Monte Irvin Day at Tropicana Field on Sunday was everything the 84-year-old Homosassa resident could have hoped for.
During a well-produced pre-game ceremony, Irvin's accomplishments were announced over the loudspeaker. The Rays presented Irvin a painting that bears his likeness and a jersey autographed by Tampa Bay players.
"I'm highly honored and very appreciative," Irvin told the crowd.
The Hall of Famer, a Citrus County resident since 1984, left the field and was taken to the owner's suite.
Later, Irvin and his longtime pal, 92-year-old Venerable Evans, visited with me in the press box. Irvin's highlight was the pitch. Mine was the chat.
To me, Irvin is more than a baseball player _ he's a piece of history.
He lived in an exciting time.
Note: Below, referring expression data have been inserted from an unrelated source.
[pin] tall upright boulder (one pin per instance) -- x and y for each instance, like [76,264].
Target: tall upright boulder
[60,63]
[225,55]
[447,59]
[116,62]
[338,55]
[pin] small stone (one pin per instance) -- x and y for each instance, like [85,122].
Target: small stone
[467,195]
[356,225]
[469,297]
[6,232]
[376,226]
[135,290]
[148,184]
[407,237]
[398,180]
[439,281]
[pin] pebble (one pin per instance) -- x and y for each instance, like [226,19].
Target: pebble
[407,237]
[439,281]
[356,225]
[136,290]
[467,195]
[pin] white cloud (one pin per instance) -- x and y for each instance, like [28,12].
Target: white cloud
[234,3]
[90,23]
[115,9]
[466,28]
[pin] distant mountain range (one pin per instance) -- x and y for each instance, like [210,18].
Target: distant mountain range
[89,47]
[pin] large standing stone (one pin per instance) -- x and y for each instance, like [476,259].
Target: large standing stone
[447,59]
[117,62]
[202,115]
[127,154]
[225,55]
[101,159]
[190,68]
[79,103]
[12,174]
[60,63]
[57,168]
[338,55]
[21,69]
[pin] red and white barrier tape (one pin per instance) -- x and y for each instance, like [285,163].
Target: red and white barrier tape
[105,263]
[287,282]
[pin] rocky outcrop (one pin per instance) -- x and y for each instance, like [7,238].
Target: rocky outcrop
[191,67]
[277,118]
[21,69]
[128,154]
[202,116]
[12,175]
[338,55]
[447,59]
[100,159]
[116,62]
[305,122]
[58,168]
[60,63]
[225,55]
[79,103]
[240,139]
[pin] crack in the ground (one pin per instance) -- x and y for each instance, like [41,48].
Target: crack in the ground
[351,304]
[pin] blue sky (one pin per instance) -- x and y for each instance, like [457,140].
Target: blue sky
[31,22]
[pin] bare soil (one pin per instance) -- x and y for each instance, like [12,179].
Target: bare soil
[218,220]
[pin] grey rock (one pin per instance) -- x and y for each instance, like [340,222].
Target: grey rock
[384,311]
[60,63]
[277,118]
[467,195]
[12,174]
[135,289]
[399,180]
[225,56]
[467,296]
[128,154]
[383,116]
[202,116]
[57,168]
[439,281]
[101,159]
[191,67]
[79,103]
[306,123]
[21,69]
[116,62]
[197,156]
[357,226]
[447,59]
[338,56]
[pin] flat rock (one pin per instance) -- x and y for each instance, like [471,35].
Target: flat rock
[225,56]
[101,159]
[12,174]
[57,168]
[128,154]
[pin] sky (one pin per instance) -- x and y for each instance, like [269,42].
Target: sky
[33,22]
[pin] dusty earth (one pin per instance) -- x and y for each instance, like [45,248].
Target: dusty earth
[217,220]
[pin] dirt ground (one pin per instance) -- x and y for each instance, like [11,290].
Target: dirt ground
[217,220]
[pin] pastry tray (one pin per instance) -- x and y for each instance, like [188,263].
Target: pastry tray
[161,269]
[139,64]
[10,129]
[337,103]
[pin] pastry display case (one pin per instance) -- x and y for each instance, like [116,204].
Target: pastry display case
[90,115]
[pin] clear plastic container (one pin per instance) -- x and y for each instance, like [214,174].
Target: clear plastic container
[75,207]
He faced segregation, fought overseas and played at the highest level against some of the biggest names. Irvin was 30 when, after years as a Negro Leagues star, he made his Major League debut.
They say Marines do more before 9 a.m. than most of us do all day. Well, Irvin did more before the age of 30 than most of us will do in a lifetime.
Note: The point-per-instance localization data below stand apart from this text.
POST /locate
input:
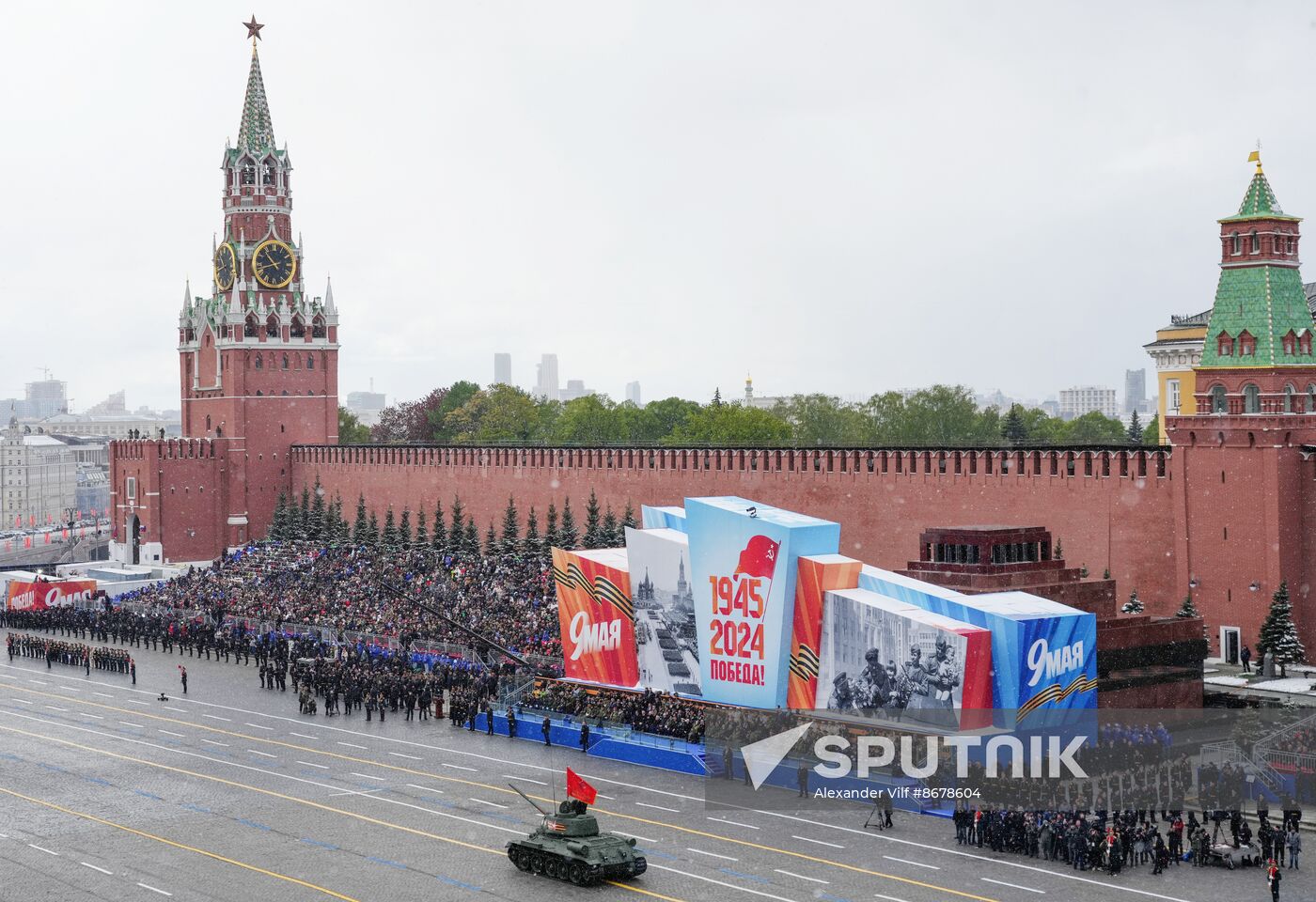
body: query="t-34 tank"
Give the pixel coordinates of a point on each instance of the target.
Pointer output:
(568, 846)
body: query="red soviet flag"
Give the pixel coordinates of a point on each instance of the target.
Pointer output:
(759, 558)
(578, 787)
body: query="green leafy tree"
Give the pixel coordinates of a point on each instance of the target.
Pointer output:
(592, 537)
(552, 532)
(315, 529)
(351, 428)
(279, 522)
(532, 543)
(1187, 611)
(510, 527)
(361, 529)
(1279, 634)
(1135, 430)
(611, 530)
(440, 530)
(568, 534)
(1134, 605)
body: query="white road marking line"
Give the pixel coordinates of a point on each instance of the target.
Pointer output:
(430, 789)
(916, 864)
(734, 823)
(1026, 889)
(819, 842)
(540, 783)
(791, 873)
(710, 879)
(713, 855)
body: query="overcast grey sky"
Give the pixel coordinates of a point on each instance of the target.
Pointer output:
(835, 196)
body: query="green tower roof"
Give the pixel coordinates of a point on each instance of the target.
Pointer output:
(1259, 203)
(257, 131)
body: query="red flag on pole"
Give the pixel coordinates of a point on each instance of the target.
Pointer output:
(759, 558)
(578, 787)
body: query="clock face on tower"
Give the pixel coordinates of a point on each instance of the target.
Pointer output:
(226, 266)
(274, 263)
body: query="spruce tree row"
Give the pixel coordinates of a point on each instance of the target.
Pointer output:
(311, 520)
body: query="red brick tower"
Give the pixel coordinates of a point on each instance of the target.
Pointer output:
(258, 369)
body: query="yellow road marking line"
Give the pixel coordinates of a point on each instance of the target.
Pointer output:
(509, 792)
(180, 846)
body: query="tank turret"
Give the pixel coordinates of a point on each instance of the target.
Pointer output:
(569, 846)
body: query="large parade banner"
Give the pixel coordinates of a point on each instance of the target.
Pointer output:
(744, 568)
(39, 596)
(596, 615)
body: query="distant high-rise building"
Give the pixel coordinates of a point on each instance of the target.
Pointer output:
(1086, 398)
(1135, 389)
(546, 378)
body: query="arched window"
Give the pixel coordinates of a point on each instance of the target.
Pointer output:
(1219, 402)
(1250, 398)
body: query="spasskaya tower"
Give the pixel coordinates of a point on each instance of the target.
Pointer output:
(258, 368)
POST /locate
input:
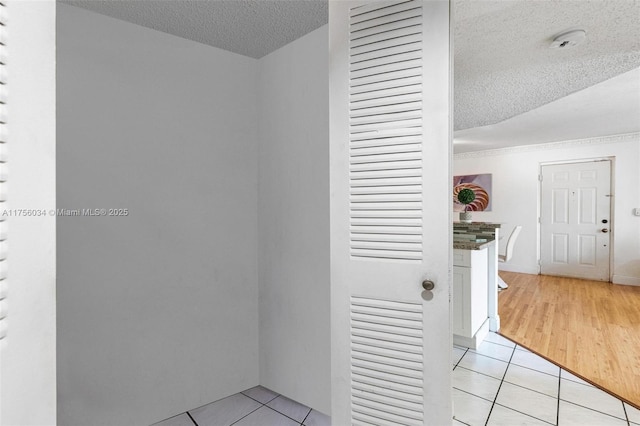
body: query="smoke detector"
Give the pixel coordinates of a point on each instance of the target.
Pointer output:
(568, 39)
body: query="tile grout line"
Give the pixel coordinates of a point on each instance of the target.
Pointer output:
(593, 409)
(458, 363)
(624, 409)
(248, 414)
(558, 401)
(305, 417)
(495, 398)
(282, 414)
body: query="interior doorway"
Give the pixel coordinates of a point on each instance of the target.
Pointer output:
(576, 219)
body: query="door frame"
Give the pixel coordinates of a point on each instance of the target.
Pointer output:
(612, 165)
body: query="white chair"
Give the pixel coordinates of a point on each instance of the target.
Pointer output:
(508, 253)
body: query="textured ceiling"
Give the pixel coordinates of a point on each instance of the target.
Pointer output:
(252, 28)
(503, 66)
(608, 108)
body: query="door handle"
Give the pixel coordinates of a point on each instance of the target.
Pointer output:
(428, 285)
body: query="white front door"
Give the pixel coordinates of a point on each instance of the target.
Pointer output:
(390, 212)
(575, 220)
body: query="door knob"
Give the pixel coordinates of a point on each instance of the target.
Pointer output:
(428, 285)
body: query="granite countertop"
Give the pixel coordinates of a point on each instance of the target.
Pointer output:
(470, 245)
(476, 225)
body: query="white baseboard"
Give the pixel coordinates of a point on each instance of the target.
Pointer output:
(624, 280)
(523, 269)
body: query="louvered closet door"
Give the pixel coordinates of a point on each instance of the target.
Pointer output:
(390, 212)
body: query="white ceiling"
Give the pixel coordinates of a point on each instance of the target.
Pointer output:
(510, 88)
(252, 28)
It's one thing to read about his accomplishments. It's another to sit down with the man and have him tell stories while staring you straight in the eye.
So, Monte, tell me about Satchel Paige.
"He could really throw it."
Who was the best pitcher of your era?
"Maybe Bob Feller. He could do it all."
Where exactly in New York was the Polo Grounds?
"Just on the other side of the river from Yankee Stadium."
Who was the best Negro Leaguer?
Irvin and Evans have been friends for, oh, about 70 years. They grew up near each other in New Jersey and stayed in touch through the years.
Evans, I'm told, was a pretty fair player in his day. He says he was good enough to earn a tryout with the all-black Newark Eagles but not quite good enough to stick with the team.
Irvin and Evans spoke of players I had only read about. I knew the statistics, but they provided the images. Their memories, after all these years, were razor sharp.
I asked if they'd seen Babe Ruth play.
Evans looked at me kind of funny and said, "Oh, of course."
Evans told a story of how he was sitting in the outfield stands at Yankee Stadium on a day when the Sultan of Swat hit one of his gigantic homers.
The three of us went on for a good 20-30 minutes, and I'll tell you, I learned so much about the past my head was spinning.
Not only had they seen Ruth, but Ty Cobb, too. And Tris Speaker. And Lou Gehrig.
That's a little more impressive then telling somebody you've seen Jose Canseco, wouldn't you say?
Many of us sometimes take our elderly neighbors for granted. But they are a link to the past, and more of us should realize that. The best history lessons, after all, are taught by those who lived it.